O mundo, em sua maior parte, chegou a um consenso a respeito do mal que resulta do discurso do ódio.[1] A comunidade internacional concluiu, por meio de tratados, convênios, convenções e declarações, que as formas de se relacionar com os outros, que depreciam a sua dignidade, são inaceitáveis. Em nossos dias e em nossa época, acusar os outros de serem apóstatas – hereges – porque eles creem de maneira diferente, é considerado uma forma de maldade.
Esse tipo de atitudes são reminiscências do tempo das acusações generalizadas, das perseguições, inquisições, cruzadas, conquistas e guerras religiosas da era medieval.
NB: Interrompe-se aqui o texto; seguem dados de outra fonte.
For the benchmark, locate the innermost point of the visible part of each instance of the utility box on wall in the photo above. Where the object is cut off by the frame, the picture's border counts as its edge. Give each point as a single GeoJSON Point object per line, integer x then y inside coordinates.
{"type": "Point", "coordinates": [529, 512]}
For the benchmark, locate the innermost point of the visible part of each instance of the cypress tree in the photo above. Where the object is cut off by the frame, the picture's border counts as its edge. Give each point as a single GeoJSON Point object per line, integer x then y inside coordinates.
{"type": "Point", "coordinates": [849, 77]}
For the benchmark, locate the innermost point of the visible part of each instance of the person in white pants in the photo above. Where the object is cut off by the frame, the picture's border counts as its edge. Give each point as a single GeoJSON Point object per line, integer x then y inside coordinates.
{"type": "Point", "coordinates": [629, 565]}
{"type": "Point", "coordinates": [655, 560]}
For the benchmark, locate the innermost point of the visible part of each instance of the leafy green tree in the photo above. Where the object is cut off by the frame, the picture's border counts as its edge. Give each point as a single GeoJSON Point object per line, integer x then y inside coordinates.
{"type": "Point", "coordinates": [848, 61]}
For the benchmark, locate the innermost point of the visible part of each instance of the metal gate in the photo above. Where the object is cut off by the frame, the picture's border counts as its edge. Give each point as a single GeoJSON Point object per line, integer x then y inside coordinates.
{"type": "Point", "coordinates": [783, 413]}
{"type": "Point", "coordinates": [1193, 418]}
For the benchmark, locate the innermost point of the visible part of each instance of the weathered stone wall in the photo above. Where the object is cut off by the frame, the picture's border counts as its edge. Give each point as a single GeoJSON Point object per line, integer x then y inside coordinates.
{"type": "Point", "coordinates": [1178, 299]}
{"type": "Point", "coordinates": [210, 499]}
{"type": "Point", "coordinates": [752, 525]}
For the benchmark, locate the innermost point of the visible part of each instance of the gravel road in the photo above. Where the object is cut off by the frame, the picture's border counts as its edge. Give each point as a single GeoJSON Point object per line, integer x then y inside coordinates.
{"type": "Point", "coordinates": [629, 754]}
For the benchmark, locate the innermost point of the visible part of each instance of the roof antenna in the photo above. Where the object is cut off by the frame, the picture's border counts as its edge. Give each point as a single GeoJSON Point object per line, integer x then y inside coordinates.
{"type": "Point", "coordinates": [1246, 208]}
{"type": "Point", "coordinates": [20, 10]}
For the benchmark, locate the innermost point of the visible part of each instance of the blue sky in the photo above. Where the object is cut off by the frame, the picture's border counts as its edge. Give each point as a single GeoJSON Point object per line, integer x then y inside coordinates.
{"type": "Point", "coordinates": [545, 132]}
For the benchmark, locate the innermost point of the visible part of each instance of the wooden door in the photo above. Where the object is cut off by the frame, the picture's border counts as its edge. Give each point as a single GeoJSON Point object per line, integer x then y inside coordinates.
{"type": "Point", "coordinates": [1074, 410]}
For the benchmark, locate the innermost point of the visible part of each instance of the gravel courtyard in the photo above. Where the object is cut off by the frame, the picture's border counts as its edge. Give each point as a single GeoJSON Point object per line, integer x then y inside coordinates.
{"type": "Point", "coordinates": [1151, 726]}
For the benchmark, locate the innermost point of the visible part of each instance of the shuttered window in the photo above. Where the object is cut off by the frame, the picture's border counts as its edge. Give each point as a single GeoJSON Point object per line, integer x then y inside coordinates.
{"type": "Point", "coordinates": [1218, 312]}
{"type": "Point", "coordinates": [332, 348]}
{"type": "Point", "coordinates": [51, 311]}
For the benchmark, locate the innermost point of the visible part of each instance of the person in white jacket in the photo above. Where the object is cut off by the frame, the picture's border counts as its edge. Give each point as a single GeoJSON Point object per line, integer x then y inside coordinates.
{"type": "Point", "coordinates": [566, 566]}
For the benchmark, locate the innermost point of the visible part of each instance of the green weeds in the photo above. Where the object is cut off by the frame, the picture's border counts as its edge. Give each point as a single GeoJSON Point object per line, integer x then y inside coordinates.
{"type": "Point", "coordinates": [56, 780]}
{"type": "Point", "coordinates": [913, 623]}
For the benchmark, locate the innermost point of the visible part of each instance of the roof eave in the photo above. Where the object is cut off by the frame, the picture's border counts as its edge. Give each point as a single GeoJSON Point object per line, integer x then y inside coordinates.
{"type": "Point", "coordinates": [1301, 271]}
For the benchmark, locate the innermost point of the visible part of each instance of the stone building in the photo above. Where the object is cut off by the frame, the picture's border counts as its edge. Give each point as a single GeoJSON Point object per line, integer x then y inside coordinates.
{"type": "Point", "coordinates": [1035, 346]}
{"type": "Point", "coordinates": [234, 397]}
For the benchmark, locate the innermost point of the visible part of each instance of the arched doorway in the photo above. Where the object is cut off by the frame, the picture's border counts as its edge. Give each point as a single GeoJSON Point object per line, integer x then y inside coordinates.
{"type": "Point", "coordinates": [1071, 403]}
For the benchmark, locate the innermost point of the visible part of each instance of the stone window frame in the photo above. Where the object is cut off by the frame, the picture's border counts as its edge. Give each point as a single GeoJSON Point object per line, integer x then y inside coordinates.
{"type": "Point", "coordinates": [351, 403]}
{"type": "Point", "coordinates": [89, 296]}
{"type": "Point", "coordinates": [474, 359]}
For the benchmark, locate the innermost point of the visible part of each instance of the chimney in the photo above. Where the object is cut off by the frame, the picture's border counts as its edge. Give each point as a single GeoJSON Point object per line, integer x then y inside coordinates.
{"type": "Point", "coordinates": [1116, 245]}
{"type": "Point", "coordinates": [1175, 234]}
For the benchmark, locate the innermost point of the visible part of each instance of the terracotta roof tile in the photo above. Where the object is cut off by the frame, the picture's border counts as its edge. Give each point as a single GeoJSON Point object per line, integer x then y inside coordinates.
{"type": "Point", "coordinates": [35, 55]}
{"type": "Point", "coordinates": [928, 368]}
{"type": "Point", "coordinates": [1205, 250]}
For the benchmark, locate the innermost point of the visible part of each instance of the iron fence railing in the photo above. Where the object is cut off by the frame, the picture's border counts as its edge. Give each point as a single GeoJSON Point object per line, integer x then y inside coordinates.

Em nosso mundo contemporâneo, a prática de depreciar a religião ou as crenças de outros tem servido de pretexto para que alguns países adotem as chamadas leis antiblasfêmia, que solapam a liberdade religiosa e torna difícil até mesmo a prática pública da própria fé. A liberdade religiosa é garantida pelas leis internacionais, conforme citado na DUDH (Declaração Universal dos Direitos Humanos). No entanto, as leis antiblasfêmia têm sido e estão atualmente sendo usadas para perseguir as religiões minoritárias. A crítica feita por pessoas de outras crenças gera um ambiente tóxico em que o testemunho cortês e inteligente sobre a própria crença é substituído por atitudes antagonistas e hostis para com os seres humanos criados à imagem de Deus.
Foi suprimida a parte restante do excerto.